Throughout the story, there is the tension of searching for something irretrievably lost, yearning for something completely out of reach - the sweet tragedy of a boy trying to cling to adolescence even as he feels himself growing up. The translator aptly writes in his introduction: this is not a coming-of-age story, but a refusal-to-age story. And because the yearning is for something irretrievable, and yet completely cloying due to its intense beauty (embellished, no doubt, by the fevered rememberance that is only possible in youth), it is also insatiable. We see Meulnes, the protagonist, finally rediscovering the mysterious estate that he had stumbled upon years ago, and finally marrying the girl that he had fallen in love with while there; but, finding that even the most concrete manifestations of what he remembers falls short of the captivating allure of what he remembers, perhaps also fearful that the reality would rob his memories of their wonder, he runs away, citing his dedication to a childish oath as an excuse. Here, then, is a dedication to a memory that is without compromise, an obsession concerning the purity of an idea that is willing to sacrifice even goodly approximations to preserve that purity. This is a fanatical, militant, fundamentalist devotion to the past.

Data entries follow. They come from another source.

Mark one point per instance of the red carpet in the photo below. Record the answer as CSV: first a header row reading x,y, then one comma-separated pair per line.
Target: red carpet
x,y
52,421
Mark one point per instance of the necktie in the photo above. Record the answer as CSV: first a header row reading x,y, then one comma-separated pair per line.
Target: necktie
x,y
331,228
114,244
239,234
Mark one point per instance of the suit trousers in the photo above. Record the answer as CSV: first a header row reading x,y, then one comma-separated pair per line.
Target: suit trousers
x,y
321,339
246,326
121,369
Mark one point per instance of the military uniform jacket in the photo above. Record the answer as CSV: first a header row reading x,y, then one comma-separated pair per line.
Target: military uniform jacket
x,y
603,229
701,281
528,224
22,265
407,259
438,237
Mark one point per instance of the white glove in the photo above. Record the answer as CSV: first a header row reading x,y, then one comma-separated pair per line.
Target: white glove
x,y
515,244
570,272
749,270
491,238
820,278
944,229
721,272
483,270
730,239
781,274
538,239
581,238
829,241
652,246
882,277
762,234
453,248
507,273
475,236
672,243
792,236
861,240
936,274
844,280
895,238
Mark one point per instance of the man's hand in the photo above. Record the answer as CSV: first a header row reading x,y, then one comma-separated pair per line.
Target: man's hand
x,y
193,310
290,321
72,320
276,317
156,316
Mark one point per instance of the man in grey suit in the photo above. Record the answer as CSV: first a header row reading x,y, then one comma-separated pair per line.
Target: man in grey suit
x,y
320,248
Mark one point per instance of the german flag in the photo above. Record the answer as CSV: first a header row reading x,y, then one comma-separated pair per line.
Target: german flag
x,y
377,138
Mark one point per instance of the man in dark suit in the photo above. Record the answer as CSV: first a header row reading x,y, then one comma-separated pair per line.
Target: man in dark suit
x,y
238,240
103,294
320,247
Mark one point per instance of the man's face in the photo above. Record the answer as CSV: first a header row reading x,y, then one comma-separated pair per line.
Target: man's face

And in the character of Meulnes, I realise with a start near the end of the novel, I find an echo of my old self, the self who had just come out of the incredible metamorphosis that was Frexprog, and trying to make the afterglow last as long as possible, convinced that nothing more wonderful could happen in life. And in the narrator, Meulnes' best friend, I find an echo of myself now, a self who is deeply concerned with the recording of things as they happen, convinced that the act of communicating a memory is the surest way to ensure its longevity, certain that any experience that is not shared is as intangible and ephemeral as a dream, sure that reality is fundamentally created out of consensus. As such, to make the wonder experienced due to a solitary experience real, one has to write down that experience, and share at least a sliver of that wonder, to confirm what would otherwise be a dream by sharing it.

It was a real surprise, then, that this read has turned out to be good. I had plowed through the book, not really enjoying the archaic descriptions of rural French life, nor the antiquated and seemingly childish preoccupations of the young characters, and then to my surprise discovering that actually, I could read something worthwhile out of the story. The novel had, in the end, something worthwhile to say to me.